The impact of rmTBI on long-term neurological function. Long-term neurological function was evaluated by mNSS (A) and MWM (n=10), which includes spatial acquisition trial (B, C), probe trial (D), swimming velocity (E), and heading angle (F). # indicates P<0.05, ## indicates P<0.01, ### indicates P<0.001 when comparing mNSS and MWM between rmTBI groups and the sham group.
Number of T cells in the brain within 4 weeks post-injury
The time course of immune cell accumulation was analyzed using isolated cells from the cerebral cortex. Analysis on gating strategy of live cells is shown in Figure 2A. The number of T cells was significantly increased at 1 week, but was decreased at 2 and 4 weeks, which were all higher than that in the sham group (Figure 2B, 2C).
Figure 2.
Analysis of T cells in the brain during 4 weeks post-injury. Dot plots of isolated live immune cells in the brain during 4 weeks post-injury (A). Representative FCM for CD3+ cells in injured brain at the indicated weeks (B). Statistical data for CD3+ cells (C). # P<0.05, CD3+ cells at 2 and 4 weeks compared with sham, ## P<0.01, CD3+ cells at 1 week compared with sham.
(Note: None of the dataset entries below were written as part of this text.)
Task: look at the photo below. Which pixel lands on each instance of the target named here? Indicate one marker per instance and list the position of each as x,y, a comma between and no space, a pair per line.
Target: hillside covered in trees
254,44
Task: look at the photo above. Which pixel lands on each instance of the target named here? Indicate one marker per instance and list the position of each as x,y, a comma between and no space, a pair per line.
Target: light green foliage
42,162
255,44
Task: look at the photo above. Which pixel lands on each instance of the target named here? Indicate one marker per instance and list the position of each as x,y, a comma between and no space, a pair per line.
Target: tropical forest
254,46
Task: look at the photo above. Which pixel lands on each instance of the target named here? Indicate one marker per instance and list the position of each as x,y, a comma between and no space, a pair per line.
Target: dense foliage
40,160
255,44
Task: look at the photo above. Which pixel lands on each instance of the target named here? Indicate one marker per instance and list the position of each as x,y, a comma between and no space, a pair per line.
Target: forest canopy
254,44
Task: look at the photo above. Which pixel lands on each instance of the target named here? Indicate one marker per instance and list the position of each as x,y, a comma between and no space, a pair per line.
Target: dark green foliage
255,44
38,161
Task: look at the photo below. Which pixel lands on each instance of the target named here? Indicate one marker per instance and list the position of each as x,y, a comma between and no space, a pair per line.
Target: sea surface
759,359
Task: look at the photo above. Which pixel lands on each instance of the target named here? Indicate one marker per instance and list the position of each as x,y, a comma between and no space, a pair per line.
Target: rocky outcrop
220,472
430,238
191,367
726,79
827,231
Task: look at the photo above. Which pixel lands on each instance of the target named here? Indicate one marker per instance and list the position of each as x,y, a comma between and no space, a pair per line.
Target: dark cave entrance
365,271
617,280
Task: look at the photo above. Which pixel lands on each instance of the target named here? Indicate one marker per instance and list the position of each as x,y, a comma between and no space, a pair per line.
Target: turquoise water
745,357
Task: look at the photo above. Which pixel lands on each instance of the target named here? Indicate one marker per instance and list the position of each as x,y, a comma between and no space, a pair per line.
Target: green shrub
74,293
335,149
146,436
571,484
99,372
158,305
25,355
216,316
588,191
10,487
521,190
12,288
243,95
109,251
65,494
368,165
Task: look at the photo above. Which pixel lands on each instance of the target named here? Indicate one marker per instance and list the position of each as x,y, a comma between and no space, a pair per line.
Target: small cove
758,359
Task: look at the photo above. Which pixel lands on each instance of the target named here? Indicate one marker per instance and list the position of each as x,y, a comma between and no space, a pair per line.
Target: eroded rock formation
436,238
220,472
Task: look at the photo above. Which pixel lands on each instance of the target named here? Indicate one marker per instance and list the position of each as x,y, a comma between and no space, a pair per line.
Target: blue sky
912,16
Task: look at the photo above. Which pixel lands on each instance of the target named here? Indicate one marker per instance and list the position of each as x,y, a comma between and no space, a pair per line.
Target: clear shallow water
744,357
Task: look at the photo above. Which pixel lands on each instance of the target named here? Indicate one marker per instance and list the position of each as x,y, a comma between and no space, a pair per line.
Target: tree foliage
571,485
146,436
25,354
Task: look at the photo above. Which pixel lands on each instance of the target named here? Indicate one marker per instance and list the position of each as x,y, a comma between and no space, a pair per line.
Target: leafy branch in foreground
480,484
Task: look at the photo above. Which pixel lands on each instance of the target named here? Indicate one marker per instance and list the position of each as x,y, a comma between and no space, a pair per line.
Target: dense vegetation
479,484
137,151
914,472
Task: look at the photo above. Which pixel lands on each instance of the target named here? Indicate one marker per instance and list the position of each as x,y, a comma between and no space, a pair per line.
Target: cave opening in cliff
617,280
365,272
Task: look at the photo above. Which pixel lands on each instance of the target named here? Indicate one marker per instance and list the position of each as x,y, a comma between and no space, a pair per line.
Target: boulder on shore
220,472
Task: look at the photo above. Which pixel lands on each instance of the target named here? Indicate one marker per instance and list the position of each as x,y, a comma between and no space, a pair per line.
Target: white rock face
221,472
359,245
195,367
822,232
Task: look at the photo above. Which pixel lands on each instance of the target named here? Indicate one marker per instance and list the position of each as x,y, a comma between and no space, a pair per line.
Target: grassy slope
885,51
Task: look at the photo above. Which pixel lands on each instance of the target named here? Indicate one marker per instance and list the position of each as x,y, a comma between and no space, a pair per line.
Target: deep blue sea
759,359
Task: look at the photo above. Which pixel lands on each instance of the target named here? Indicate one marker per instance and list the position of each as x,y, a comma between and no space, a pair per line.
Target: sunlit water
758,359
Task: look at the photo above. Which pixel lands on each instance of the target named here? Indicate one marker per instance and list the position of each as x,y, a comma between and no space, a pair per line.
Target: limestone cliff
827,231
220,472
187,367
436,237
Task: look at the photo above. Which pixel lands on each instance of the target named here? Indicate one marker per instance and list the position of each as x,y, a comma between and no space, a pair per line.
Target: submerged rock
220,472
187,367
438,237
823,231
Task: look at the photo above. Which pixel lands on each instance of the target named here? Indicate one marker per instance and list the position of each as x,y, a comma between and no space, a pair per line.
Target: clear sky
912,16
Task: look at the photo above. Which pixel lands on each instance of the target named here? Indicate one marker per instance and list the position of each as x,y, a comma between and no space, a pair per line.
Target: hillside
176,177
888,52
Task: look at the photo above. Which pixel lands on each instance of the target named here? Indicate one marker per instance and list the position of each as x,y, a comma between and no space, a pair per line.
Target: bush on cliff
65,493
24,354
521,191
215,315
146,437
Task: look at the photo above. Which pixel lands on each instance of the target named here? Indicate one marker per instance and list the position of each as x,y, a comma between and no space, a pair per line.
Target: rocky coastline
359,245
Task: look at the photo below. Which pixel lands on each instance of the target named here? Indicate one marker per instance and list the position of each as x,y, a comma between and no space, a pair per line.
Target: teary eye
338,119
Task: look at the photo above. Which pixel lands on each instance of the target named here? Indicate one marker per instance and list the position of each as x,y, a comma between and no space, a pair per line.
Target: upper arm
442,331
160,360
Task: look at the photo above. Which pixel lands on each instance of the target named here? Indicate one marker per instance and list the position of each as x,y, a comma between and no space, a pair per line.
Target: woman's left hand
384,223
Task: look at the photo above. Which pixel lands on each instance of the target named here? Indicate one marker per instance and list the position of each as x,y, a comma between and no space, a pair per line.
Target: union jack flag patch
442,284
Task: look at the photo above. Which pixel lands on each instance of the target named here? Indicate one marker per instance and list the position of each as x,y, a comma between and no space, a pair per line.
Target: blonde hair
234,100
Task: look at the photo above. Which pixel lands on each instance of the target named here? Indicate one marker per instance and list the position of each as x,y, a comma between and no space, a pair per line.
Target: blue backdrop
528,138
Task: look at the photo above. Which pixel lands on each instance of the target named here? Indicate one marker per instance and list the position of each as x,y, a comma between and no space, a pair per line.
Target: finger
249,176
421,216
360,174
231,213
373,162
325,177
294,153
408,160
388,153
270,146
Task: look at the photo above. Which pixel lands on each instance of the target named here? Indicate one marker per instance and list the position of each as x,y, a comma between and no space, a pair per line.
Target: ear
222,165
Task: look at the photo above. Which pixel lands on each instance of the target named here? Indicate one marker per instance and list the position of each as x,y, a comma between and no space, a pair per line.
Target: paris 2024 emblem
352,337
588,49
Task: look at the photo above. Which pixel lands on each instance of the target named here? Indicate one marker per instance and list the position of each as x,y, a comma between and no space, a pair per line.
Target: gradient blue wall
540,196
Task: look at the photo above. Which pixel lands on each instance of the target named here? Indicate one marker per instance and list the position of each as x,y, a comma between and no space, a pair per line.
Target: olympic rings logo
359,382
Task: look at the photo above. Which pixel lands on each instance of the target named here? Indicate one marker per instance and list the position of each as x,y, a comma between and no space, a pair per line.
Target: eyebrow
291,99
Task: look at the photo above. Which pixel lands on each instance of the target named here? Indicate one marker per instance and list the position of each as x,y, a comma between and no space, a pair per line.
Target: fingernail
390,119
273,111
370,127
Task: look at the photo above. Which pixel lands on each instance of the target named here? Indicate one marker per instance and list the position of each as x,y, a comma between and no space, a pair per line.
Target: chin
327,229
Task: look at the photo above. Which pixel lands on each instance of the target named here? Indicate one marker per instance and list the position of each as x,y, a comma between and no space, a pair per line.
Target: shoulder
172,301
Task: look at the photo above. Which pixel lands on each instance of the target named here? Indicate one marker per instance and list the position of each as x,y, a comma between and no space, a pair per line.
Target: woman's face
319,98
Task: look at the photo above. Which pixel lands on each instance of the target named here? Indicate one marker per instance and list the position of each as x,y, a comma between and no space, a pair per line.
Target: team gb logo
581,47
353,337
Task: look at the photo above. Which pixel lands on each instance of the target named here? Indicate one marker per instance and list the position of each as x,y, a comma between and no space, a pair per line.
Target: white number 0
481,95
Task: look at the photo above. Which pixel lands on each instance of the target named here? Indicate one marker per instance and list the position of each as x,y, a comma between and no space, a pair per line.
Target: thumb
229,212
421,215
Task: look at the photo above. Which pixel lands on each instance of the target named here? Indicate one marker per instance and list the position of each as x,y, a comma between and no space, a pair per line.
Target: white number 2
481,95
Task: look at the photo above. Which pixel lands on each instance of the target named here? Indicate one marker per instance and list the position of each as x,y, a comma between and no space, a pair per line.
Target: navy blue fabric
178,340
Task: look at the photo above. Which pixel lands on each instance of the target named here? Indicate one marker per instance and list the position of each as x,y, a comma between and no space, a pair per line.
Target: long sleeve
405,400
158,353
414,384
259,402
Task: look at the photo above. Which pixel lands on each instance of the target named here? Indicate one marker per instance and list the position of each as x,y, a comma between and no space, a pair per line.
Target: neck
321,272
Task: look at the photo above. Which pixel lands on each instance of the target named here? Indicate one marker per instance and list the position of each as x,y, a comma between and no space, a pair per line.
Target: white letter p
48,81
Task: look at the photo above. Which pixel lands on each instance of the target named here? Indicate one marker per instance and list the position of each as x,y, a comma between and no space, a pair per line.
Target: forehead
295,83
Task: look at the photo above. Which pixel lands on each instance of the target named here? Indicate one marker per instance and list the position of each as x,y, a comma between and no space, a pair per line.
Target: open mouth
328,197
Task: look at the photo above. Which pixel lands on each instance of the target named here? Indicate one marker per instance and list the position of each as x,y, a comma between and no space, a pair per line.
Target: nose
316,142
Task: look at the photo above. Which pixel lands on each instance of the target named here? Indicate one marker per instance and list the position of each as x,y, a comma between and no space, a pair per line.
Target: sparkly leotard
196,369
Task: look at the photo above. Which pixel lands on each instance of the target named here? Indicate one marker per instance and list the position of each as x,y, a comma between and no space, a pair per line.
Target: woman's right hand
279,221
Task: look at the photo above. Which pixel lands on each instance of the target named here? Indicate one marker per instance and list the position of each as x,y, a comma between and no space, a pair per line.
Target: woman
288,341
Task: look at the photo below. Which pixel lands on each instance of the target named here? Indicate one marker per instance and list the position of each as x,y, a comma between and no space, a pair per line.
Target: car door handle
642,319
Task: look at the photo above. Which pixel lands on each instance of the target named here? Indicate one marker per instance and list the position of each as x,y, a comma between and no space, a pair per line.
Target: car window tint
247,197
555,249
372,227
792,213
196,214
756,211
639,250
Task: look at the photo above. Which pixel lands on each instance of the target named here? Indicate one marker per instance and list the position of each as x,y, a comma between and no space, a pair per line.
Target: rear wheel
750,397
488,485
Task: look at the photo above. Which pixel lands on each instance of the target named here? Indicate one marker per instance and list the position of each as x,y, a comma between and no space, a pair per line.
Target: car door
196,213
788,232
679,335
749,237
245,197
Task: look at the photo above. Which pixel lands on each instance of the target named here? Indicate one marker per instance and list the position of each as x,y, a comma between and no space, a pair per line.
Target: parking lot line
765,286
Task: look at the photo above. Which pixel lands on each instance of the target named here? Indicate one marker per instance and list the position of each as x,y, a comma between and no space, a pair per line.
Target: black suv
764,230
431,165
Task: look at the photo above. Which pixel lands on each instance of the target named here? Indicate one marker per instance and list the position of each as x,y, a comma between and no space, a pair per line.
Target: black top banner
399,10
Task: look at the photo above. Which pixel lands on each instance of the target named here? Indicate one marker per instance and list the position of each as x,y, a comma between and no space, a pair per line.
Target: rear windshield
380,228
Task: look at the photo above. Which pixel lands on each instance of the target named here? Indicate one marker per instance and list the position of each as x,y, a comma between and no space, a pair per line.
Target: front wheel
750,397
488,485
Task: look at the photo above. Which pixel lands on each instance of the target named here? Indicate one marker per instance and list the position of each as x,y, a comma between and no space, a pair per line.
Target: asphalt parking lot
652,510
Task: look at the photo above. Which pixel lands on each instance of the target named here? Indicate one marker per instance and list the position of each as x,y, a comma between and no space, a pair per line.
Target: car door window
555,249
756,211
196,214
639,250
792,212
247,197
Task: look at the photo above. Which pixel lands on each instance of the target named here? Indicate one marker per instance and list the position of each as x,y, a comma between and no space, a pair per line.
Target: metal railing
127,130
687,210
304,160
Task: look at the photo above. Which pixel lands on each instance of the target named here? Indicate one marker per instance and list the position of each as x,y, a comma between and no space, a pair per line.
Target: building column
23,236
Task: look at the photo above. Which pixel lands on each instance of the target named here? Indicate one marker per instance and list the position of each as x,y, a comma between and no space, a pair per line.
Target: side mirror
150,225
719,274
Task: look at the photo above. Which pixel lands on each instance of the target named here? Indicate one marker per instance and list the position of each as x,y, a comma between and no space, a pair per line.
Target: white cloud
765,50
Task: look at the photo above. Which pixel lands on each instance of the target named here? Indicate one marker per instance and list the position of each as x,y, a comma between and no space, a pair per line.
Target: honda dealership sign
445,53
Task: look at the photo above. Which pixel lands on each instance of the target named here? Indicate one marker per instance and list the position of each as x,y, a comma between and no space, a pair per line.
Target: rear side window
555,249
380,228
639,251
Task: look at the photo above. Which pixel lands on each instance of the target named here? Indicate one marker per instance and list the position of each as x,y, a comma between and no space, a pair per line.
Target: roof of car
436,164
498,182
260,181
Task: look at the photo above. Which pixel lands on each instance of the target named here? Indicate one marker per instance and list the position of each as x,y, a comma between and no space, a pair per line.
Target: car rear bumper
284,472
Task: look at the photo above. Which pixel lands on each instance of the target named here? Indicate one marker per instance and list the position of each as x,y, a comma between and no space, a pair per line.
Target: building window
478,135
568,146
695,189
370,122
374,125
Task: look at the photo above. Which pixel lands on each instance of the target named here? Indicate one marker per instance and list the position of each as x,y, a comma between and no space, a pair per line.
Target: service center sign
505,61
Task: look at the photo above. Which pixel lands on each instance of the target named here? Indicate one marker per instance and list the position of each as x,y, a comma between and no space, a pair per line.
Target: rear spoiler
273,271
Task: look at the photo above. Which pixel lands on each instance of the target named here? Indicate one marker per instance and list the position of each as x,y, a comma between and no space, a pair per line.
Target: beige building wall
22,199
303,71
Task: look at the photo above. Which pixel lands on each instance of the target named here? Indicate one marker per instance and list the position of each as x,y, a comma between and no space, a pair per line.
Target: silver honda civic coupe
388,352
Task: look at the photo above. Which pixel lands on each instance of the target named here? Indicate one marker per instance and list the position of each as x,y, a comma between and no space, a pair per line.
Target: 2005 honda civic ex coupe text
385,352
Percentages of T cell subsets in the brain within 4 weeks post-injury
As acknowledged, T cell subsets were characterized by cell surface markers, including CD3+, CD3+CD4+, or CD3+CD8+ [13]. The percentage of CD3+CD4+ T cells gradually decreased from 1 week to 4 weeks (Figure 3A). CD3+CD8+ T cells had decreased at 1 week, then rose by 4 weeks (Figure 3B). Corresponding statistical data are shown in Figure 3C, 3D.
Figure 3.
Changes in T cell subsets in the brain during 4 weeks post-injury. Representative FCM for CD3+CD4+ cells (A) and CD3+CD8+ cells (B) in injured brain after rmTBI. Statistical data for CD3+CD4+ cells (C) and CD3+CD8+ cells (3D). # indicates P<0.05, ## indicates P<0.01 when compared CD3+CD4+ cells or CD3+CD8+ cells with cells in the sham group.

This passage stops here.